Runtime Domain Schedules

  • Author: Gerwin Klein, Rafal Kolanski, Indan Zupancic
  • Proposed: 2025-09-10

Summary

We propose to add the ability to set, maintain, and switch between domain schedules at runtime, authorised by the existing DomainCap, retaining the current information flow proof and behaviour when the DomainCap no longer exists in the system or is not used.

Motivation

Currently the domain schedule is provided as a .c file and compiled into the kernel. This was an initial stop-gap implementation and is inconvenient for SDK approaches such as the Microkit and overall inflexible and hard to use.

For instance, it is currently not possible to provide a verified kernel binary and modify it with a new kernel schedule without invalidating the verification.

It is also currently not possible to run a system in multiple modes, such as "wheels up" and "wheels down" in aviation.

The intended use for the proposed mechanism is that the initialiser sets up domain schedules at boot time, for instance the two schedules in the example above, or a single domain schedule as would now be provided as .c file. After that, if the system is to remain static, the DomainCap can be deleted as it is now, or it can be given to a high privilege mode control component that can atomically switch between schedules.

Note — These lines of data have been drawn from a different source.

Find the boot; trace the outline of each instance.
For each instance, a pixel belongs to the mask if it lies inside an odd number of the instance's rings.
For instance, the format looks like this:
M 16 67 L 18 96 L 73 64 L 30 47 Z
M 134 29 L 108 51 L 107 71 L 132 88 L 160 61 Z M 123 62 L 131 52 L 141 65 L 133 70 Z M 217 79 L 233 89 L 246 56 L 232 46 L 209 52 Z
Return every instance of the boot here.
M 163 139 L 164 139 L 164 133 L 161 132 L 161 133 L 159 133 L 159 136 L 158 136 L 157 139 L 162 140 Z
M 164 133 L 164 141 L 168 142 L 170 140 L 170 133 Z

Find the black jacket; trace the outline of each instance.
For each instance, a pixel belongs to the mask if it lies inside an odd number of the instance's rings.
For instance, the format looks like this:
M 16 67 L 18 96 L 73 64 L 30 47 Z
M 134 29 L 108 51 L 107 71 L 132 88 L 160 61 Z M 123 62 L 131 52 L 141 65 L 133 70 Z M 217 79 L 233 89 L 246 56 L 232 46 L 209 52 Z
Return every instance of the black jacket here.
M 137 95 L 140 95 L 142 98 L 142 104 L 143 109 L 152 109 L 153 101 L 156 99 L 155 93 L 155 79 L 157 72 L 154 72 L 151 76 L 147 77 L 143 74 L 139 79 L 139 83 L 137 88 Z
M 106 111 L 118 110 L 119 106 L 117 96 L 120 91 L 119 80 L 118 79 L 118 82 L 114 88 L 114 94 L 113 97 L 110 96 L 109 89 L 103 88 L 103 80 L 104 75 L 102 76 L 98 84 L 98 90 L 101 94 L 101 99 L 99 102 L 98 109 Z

Updating a running system to tweak an existing schedule or add a new mode at runtime would also become possible.

Guide-level explanation

At a conceptual level, we propose to mostly keep the current domain scheduler implementation as it is: a compile-time sized array of entries consisting of domain and duration. Instead of representing a single schedule as before, we propose to use the array now for representing multiple schedules. The new components are:

  • entries with the value (0, 0) are end markers for a domain schedule
  • there is a new kernel global that contains the start index for the current domain schedule

Example

The following diagram shows an example.

-----------------------------------------------------------------
| (d_0, t_0) | (d_1, t_1) | ... | (0, 0) | (d_x, t_x) | .. | .. |
-----------------------------------------------------------------
       0          ^                  n         n+1

ksDomainStart = 0
ksDomScheduleIdx = 1

The example has an overall array of length config_DomScheduleLength, configured at compile time, a current domain start index of 0, and an currently active domain schedule index of 1. The current entry will run domain d_1 for a duration of t_1 > 0, and the schedule will keep going until it hits index n which has an entry with value (0, 0). Instead of running the entry at index n, it proceeds at ksDomainStart, i.e. index 0.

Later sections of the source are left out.